Sophie didn’t appear to have heard.
‘Let me get this right. Martin Longbeach is taking over your services?’
‘And the rest. The original idea was he’d stay at the vicarage with Jane and me, and we’d go off during the day, but I’d be available to talk things over in the evening. So if he was experiencing any strain or felt he couldn’t go on…’
‘I’d assumed it would be Canon Callaghan-Clarke.’
‘She knows about it. She agrees with me that Martin’s a good guy and a good priest. She thinks it’s… that it could be a good idea.’
‘So now this… this leaves you and Longbeach living together?’
‘Sophie, he’s gay…’
‘How bad can this get, Merrily? You’re taking a week off, but you’re not going anywhere, for the purpose of nursemaiding a notorious neurotic. You do know what Longbeach did?’

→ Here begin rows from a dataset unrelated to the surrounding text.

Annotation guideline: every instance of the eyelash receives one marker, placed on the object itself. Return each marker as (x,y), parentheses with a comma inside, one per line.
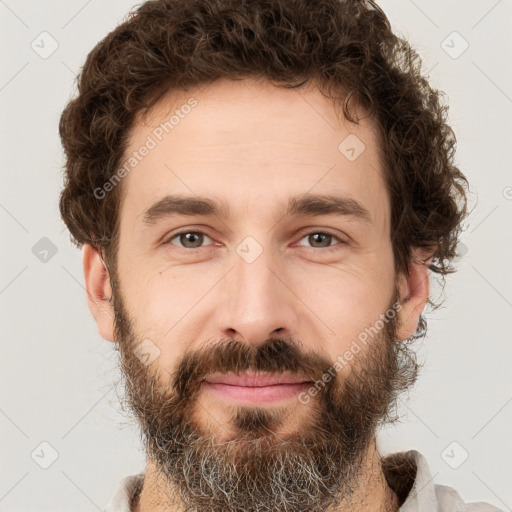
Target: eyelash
(324,249)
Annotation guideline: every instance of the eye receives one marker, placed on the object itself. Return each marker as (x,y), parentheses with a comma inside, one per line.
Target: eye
(189,239)
(319,239)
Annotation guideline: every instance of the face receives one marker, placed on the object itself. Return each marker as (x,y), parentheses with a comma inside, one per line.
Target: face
(253,245)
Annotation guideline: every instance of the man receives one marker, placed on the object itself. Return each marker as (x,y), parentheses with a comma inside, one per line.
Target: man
(261,190)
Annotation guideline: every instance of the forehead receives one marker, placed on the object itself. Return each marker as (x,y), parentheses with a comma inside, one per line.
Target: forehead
(250,144)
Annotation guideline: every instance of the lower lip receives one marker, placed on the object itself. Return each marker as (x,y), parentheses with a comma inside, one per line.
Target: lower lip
(256,395)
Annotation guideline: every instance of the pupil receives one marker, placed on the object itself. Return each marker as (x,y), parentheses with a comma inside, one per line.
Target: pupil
(326,237)
(197,243)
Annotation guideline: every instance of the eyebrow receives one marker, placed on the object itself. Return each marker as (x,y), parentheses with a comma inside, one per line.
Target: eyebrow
(309,205)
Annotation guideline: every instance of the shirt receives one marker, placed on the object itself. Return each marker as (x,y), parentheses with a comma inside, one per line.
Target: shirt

‘I know what he’s said to have done.’
‘He should leave the area.’
‘Well, I actually think he’ll be a better priest if he stays here and works through it.’
Sophie drew breath.
‘You exasperate me, Merrily.’
‘Evidently. In which case, perhaps now would be a good time to tell me exactly what Sylvia Merchant said about me.’
Sophie didn’t move.
‘Sylvia Merchant is not in her right mind.’
‘It’s a big club. Come on, Sophie…’
‘She told me the whole atmosphere of the bedroom had altered in the aftermath of your visit. That she was left – are you prepared for this? Isolated, deserted and without comfort.’
‘And you…’ Merrily halfway out of her chair ‘… you didn’t think it was important to tell me that?’
‘I told you I believed she was disturbed.’
Merrily pulled the cigarette packet from her bag, realized where she was and pushed it back.
‘What else?’
‘She said you… behaved as if her friend was an evil spirit. She seems to think you were determined to, as she put it, exorcize Ms Nott.’